This should concern every user of Microsoft Power Bi in Singapore. Given below are details on how to create Power Bi Reports based on machine learning models and the piece covers steps such as scoring machine learning models in PowerBi, connecting to an Azure machine learning model in the Power Query Editor, creating a report with a visualization based on that model, publishing that report to the Power Bi Service and setting up scheduled refresh for the report. End users can contact their local Microsoft Power Bi Expert in Singapore for more details on this.
Creating the Data Model: Users must begin by opening Power Bi Desktop and selecting Get Data. In that Get Data dialog box, they must search for web after which, they need to select Connect. In the From Web dialog box, they must copy and then paste the URL txtCopy https://www4.stat.ncsu.edu/~boos/var.select/diabetes.tab.txt and then select OK. Now select transform data to open the Power Query Editor window after which the end user must select the Azure Machine Learning button. The next step is to use single sign-on to see the list of available services after which, the end user must select my-sk-learn service created from the Train to deploy a machine learning model tutorial.
Power Query begins to populate columns automatically for the end user. After this, the end user must select OK, a step which calls the Azure Machine Learning Service and triggers a warning on data privacy for both data and endpoint. End users must proceed by selecting Continue and subsequently select Ignore Privacy levels Checks for this File followed by Save. As soon as the data is scored, Power Query creates an addition column called AzureML.my-diabetes-model. The command returns the data in the form of a list.

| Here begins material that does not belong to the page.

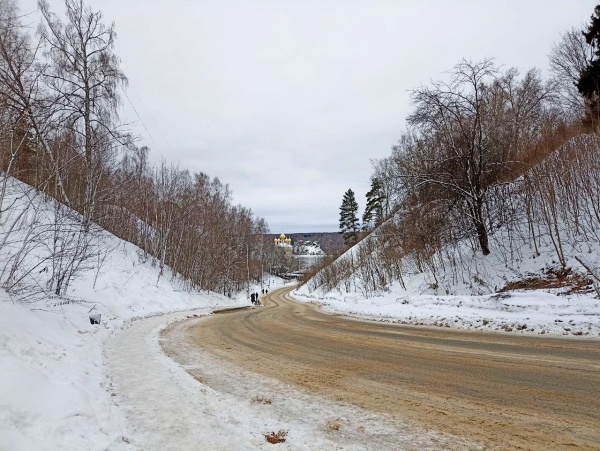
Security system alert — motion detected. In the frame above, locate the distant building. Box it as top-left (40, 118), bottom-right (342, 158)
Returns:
top-left (273, 233), bottom-right (293, 257)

Create Reports with Visualizations: End users must follow these steps to create visualizations to show their data, starting by selecting a Line Chart in the Visualizations pane, dragging the AGE field to the Axis, dragging the actual field to Values, dragging the predicted field to values and resizing the line chart to fill the page. At this stage, reports now have a single line chart with two lines, one for the predicted and the other one for the actual values, both distributed by age.
Publish the Report: More visualizations can be added if the end user feels the need for the same. Users must proceed with saving the report followed by selecting file, publish and then publish to PowerBi. They must first sign into the PowerBi service followed by selecting My Workspace and then when the report gets published successfully, select the Open <MY_PBIX_FILE.pbix> in the Power BI link. The report then opens in PowerBI in your browser.
The local Microsoft Power Bi Expert will explain all of these in detail to users of Microsoft PowerBi in Singapore when they schedule a Demo and share even more.
Summary: The procedure shared in the form of detailed out steps above is the way to create Power BI reports based on a machine learning model and should be followed after due consultations with the local Microsoft Partner.